What would you like to search for?

Our News

Twelve Peruvian researchers traveled on a scientific expedition to study more than 500 river dolphins in Ucayali

  • At the beginning of November, a scientific expedition departed from Pucallpa (Ucayali) to Nauta (Loreto).
  • We recorded 541 dolphins along 985 km.
 
Join Solinia Association, the Amazon Rescue Center (CREA), and the Peruvian Amazon Research Institute (IIAP), WWF-Peru executed a scientific expedition to study the dolphin population in the Ucayali River. 12 researchers worked together in those activities.
 
The river dolphins are the Amazon river’s ambassadors just like jaguars in the forests. They are very important in ecological, socio-economic, and cultural aspects for local communities in the Amazon basin. The Peruvian Amazon inhabits two species of river dolphins (Inia geoffrensis) and the gray dolphin (Sotalia fluviatilis). Both are top predators, and their presence is a good indicator of the river’s conservation status.
 
However, the Amazon region whose rivers the dolphins inhabit faces serious threats due to high-impact activities, such as mining and illegal logging, that destroy their habitats. But the dolphins faced their threats, such as bycatch or directed capture. Consequently, the populations of these species are frequently affected.
 
The researchers navigated from Pucallpa to the confluence with the Marañón and Amazon rivers for seven days. Fabiola La Rosa from WWF Peru pointed out that their objective was to identify and visually record the pink dolphin (Inia geoffrensis) and the gray dolphin (Sotalia fluviatilis):  "The collected data, will help us to estimate and determine their conservation status. Also, if the dolphins increase or decrease over time, and the factors that condition their well-being”.
 
In the 985 km of navigation, they got 352 observations of 541 dolphins registered: 219 pink (Inia geoffrensis) and 322 grays (Sotalia fluviatilis), they also identified 18 pups. Due to the long distances, they cover, they are species widely related to free-flowing rivers. "Knowing the state of the river dolphin populations allows us to have a better health and river functionality diagnosis. Also, allows us to know the activities and conditions that put at risk dolphins and the Amazon”, Fabiola pointed out.
 

Working together!


This experience would not be possible without Solinia Association, CREA, IIAP organizations, and volunteers such as Juliane Hahne from Germany, and Nicolas Farroñay from Iquitos city, on board the expedition.
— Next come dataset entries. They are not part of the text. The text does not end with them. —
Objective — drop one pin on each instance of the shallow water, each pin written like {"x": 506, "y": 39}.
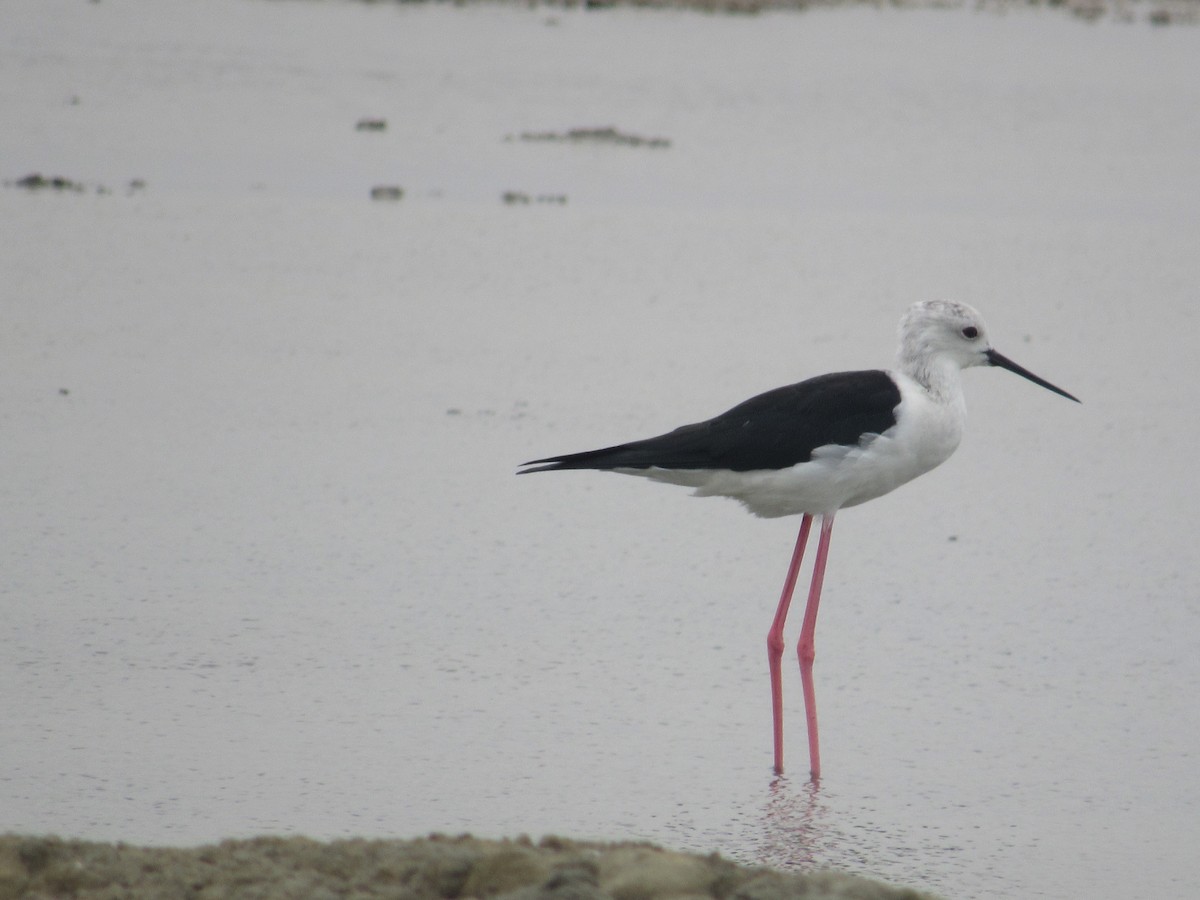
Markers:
{"x": 267, "y": 565}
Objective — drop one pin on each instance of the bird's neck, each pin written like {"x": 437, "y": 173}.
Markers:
{"x": 939, "y": 376}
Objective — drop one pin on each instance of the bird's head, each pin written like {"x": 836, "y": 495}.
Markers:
{"x": 940, "y": 334}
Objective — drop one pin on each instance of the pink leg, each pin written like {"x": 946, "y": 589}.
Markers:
{"x": 805, "y": 649}
{"x": 775, "y": 641}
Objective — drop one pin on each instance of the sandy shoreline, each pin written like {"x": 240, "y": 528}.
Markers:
{"x": 423, "y": 869}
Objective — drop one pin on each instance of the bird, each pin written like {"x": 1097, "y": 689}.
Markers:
{"x": 819, "y": 447}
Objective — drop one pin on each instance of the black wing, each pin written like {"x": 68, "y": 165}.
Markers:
{"x": 772, "y": 431}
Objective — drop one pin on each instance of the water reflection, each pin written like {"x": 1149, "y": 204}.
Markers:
{"x": 796, "y": 825}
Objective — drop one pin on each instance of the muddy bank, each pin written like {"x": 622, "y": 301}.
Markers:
{"x": 424, "y": 869}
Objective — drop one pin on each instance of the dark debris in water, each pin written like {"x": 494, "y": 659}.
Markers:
{"x": 37, "y": 181}
{"x": 435, "y": 868}
{"x": 606, "y": 135}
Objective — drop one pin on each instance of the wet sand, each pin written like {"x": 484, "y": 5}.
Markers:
{"x": 424, "y": 869}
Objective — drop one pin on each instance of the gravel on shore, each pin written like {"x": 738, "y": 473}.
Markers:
{"x": 423, "y": 869}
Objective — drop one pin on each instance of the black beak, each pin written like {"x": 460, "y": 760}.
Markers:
{"x": 996, "y": 359}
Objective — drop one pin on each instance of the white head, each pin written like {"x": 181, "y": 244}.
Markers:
{"x": 939, "y": 337}
{"x": 937, "y": 331}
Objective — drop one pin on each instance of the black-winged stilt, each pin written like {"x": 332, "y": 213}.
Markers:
{"x": 819, "y": 447}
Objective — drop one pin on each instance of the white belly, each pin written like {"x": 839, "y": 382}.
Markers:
{"x": 837, "y": 477}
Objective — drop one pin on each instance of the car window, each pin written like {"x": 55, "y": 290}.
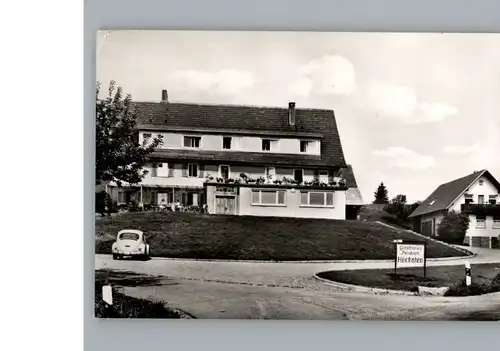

Fabiola highlighted that their participation was great and help to extend this network of interested people in conservation.
 
Talking about the importance of river dolphins Cédric Gilleman, project coordinator of Solinia Association, commented: “River dolphins are part of our ancestral, cultural, and environmental heritage. Myths and legends are passed from generation to generation to keep their presence alive in Amazonian voices. Their protection is our duty as human beings, we share the same planet and the same environment. Together we love the river! Cedric said.
 
The collaboration between researchers allowed them to improve the work with these emblematic species. Freddy Arévalo, IIAP Researcher in Natural Protected Areas and Ecotourism, added: “We worked in a highly coordinated manner; both before, during, and after the expedition. I must say that more specialized studies and for future monitoring.
 
Carlos Perea, CREA's Co-Founder and Wildlife Coordinator, mentioned "Inter-institutional work is essential for this purpose and must be consolidated for future expeditions”.
 
Working together is a key action to contribute to the conservation of these species at a national and international level, South America river dolphin initiative lets us do it. We, want to develop priority actions linked to the present and future of these species. Together it is Possible!